Dengan kata lain saya ingin menyatakan, setelah sastra bermetamorfosis menjadi kata kerja, yang menunggu di depan adalah tuntutan untuk mengenali keberadaan kata kerja itu di tengah realitasnya. Menjadi suatu hal yang tidak terlalu mengada-ada kalaupun kemudian mempertanyakan, misalnya, apakah bentuk kata kerja itu―meminjam istilah linguistik―“transitif” atau “intransitif”. Begitu pula halnya jika kata kerja itu akan kita pakai untuk sebuah kalimat; apakah akan menjadikannya kalimat aktif atau kalimat pasif?

[Dengan deskripsi yang saya anggap paling sederhana penjelasan mengenai hal itu adalah demikian: (1) Jika kata kerja-nya itu transitif dan ditempatkan menjadi kalimat aktif (“aktif-transitif”), karena memperhitungkan “objek” (yang dalam konteks ini analog dengan society/konsumen), ada semacam kepedulian terhadap konsumen yang kemudian berusaha dirangkulnya tanpa terjebak untuk jatuh di bawah bayang-bayang “selera” konsumen itu sendiri; kebalikannya adalah (2) “pasif-transitif”. Di sini sastrawan/produsen yang seakan-akan menjadi “objek”. Kepeduliannya terhadap konsumen adalah justru dengan bertekuk lutut di bawah kekuasaan konsumen; sementara untuk yang (3) “aktif-intransitif”, tidak begitu mempedulikan keberadaan konsumennya, bahkan sama sekali mengabaikannya (atau boleh jadi hanya ditujukan bagi kalangan tertentu atau mungkin hanya untuk pencapaian katarsis dirinya sendiri), yang menutup kemungkinan adanya kompromi; semacam pandangan “sastra untuk sastra”, dan yang biasanya diperjuangkan di sini adalah target pencapaian wilayah estetis untuk mengejar inovasi, pembaruan, dls.; dan (4) “pasif-intransitif”, ini yang saya anggap paling celaka, karena hanya akan menjadi sebentuk kekenesan atau kalimat imperatif sebagaimana yang telah saya singgung di muka.]
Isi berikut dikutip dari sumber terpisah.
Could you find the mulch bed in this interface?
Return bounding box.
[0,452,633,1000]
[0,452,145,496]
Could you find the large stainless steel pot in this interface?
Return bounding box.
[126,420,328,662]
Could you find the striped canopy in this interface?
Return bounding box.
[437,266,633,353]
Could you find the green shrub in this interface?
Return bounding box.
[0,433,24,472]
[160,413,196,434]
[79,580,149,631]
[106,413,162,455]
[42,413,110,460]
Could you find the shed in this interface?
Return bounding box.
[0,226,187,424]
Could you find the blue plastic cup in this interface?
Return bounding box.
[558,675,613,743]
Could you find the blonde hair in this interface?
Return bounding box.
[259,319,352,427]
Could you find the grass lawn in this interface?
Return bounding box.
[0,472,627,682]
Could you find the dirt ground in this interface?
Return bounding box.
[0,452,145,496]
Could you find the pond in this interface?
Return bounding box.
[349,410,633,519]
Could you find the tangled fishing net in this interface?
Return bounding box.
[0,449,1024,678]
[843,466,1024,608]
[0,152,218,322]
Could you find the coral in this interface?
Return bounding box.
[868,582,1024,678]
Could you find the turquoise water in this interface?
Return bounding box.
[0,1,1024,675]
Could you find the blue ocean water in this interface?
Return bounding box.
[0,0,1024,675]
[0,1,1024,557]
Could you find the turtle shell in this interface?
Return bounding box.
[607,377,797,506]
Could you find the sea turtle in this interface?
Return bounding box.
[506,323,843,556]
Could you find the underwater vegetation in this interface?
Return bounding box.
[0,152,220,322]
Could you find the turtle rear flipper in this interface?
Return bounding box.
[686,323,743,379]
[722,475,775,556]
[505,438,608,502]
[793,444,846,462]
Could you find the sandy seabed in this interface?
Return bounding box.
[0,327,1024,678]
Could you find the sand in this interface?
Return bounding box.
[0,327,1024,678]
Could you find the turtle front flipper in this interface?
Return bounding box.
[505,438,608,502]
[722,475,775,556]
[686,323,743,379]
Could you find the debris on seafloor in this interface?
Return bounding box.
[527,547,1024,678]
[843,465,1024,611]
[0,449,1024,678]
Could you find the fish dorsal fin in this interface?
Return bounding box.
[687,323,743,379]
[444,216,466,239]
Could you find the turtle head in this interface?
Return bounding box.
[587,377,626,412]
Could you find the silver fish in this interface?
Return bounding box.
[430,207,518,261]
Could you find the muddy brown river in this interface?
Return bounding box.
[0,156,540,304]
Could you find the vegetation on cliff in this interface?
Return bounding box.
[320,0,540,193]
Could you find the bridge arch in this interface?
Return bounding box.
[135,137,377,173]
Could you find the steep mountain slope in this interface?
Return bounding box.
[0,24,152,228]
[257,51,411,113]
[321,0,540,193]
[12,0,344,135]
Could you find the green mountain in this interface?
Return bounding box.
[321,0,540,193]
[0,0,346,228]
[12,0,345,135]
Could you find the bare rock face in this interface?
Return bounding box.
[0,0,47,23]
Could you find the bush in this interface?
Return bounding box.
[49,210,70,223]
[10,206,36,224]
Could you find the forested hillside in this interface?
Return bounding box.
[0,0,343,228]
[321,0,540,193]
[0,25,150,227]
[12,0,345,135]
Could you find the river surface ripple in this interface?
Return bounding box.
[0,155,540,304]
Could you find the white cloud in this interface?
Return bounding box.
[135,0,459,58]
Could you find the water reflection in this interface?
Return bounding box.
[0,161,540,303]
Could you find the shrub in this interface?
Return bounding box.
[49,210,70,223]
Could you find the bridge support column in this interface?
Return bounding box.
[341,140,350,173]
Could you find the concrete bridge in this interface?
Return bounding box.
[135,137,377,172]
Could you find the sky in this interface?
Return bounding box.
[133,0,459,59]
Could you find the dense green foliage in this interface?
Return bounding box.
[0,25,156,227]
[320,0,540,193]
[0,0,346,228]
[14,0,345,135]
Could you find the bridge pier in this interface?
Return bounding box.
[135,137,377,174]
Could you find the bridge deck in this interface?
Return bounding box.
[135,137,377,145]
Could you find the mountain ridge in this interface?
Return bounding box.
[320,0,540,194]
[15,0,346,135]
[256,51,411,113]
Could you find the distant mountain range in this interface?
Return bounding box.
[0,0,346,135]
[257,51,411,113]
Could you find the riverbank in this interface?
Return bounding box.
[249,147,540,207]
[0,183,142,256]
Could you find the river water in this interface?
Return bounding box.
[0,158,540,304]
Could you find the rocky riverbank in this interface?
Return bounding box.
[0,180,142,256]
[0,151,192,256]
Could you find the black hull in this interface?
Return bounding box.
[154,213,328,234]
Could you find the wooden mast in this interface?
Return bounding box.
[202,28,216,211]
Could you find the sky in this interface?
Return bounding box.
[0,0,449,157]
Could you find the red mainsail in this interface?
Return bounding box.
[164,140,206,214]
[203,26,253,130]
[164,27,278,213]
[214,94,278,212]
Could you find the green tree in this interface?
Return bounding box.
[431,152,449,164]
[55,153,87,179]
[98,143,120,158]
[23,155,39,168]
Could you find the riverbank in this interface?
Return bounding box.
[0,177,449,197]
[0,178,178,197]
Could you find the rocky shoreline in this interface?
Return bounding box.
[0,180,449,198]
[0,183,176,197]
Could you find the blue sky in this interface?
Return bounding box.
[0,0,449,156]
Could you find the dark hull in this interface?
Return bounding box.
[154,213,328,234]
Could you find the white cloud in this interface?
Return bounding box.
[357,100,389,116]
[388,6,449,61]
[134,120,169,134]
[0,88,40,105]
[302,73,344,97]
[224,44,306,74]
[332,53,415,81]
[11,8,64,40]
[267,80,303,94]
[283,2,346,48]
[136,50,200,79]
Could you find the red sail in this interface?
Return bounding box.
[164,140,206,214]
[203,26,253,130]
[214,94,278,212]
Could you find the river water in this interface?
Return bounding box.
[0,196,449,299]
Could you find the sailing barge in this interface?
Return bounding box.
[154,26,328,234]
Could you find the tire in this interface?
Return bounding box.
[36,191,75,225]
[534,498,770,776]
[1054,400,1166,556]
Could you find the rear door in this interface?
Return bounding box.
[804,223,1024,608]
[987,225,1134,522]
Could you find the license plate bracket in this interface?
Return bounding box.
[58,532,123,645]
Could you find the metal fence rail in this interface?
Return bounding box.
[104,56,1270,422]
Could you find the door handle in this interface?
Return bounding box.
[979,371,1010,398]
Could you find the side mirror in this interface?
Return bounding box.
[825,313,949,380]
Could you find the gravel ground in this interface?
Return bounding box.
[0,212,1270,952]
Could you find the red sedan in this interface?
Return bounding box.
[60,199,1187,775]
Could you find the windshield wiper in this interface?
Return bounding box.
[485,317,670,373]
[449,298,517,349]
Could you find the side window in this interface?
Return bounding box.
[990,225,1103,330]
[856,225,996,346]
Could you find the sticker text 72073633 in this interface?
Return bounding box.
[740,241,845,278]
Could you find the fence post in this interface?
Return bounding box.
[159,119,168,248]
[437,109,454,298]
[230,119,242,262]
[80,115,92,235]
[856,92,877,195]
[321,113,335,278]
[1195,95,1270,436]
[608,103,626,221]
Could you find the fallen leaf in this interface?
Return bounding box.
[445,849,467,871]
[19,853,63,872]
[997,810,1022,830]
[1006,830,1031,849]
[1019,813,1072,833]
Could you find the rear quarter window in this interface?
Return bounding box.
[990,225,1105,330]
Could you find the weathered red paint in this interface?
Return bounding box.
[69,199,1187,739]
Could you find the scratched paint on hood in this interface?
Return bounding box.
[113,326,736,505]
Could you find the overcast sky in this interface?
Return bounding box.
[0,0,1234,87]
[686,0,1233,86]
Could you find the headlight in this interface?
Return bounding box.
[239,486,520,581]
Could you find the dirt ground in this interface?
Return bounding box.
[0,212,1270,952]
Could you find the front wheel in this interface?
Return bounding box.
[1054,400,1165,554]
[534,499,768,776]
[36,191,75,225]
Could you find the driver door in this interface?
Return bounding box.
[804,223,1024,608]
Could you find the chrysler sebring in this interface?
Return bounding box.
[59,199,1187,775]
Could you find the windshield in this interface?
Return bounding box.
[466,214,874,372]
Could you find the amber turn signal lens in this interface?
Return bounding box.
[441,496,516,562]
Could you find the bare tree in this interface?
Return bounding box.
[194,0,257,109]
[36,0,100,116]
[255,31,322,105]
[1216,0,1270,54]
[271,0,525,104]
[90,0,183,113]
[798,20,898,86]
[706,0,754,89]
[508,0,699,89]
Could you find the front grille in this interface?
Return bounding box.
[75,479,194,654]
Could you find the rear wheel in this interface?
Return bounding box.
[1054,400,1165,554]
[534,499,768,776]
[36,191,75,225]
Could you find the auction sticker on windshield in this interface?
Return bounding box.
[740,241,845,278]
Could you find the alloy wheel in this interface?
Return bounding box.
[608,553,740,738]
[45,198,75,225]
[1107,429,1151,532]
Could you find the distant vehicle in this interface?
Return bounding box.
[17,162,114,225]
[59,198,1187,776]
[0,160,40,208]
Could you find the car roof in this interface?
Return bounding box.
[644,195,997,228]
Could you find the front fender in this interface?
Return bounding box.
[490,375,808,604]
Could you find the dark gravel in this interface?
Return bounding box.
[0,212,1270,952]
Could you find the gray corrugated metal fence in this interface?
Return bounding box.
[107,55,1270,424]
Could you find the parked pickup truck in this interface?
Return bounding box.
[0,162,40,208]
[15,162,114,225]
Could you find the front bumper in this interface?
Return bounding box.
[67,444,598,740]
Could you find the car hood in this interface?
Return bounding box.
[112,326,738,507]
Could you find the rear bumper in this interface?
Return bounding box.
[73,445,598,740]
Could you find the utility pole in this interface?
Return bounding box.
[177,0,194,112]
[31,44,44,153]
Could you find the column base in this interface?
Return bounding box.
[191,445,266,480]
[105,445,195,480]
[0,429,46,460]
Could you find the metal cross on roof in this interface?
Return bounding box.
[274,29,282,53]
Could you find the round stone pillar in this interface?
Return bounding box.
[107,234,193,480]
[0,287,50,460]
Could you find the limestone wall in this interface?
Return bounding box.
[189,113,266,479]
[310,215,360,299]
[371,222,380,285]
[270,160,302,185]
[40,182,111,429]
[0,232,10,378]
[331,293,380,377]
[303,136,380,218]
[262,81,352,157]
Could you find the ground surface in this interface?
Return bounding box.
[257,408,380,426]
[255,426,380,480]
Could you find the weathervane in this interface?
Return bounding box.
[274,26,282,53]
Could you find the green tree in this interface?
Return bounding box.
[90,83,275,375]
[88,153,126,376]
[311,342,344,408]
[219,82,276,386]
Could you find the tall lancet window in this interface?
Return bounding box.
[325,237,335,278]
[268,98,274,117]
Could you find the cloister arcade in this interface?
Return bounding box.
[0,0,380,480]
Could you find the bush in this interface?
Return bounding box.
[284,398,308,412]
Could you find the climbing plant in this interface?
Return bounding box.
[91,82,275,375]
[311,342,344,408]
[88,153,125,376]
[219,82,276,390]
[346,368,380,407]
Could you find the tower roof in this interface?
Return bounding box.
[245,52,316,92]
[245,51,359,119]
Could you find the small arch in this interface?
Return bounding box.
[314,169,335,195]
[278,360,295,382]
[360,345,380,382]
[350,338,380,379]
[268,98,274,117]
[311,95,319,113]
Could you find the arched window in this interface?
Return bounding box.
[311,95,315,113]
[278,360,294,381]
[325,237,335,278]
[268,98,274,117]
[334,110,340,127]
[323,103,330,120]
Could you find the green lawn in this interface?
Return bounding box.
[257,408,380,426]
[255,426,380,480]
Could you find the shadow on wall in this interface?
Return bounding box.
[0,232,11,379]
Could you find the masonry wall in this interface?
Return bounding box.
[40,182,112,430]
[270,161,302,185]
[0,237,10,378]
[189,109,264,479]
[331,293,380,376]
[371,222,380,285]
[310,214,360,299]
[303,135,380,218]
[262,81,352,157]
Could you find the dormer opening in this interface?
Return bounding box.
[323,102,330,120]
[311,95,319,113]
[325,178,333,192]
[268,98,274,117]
Hal-hal tersebut menjadi perlu untuk dikedepankan mengingat kontekstualisasinya kemudian dengan produk yang dihasilkan dan kedudukan produk tersebut di tengah konsumennya. Memang boleh jadi betul, dilihat dari satu sisi, seorang sastrawan, dengan kapasitas yang dimilikinya, tidaklah dituntut untuk selalu bertolak dan dideterminasi oleh hal-hal semacam itu (karena produk yang dihasilkannya pun bukanlah semata “barang belanjaan”); bahwa, yang lebih diperlukan darinya adalah berkarya dan terus berkarya.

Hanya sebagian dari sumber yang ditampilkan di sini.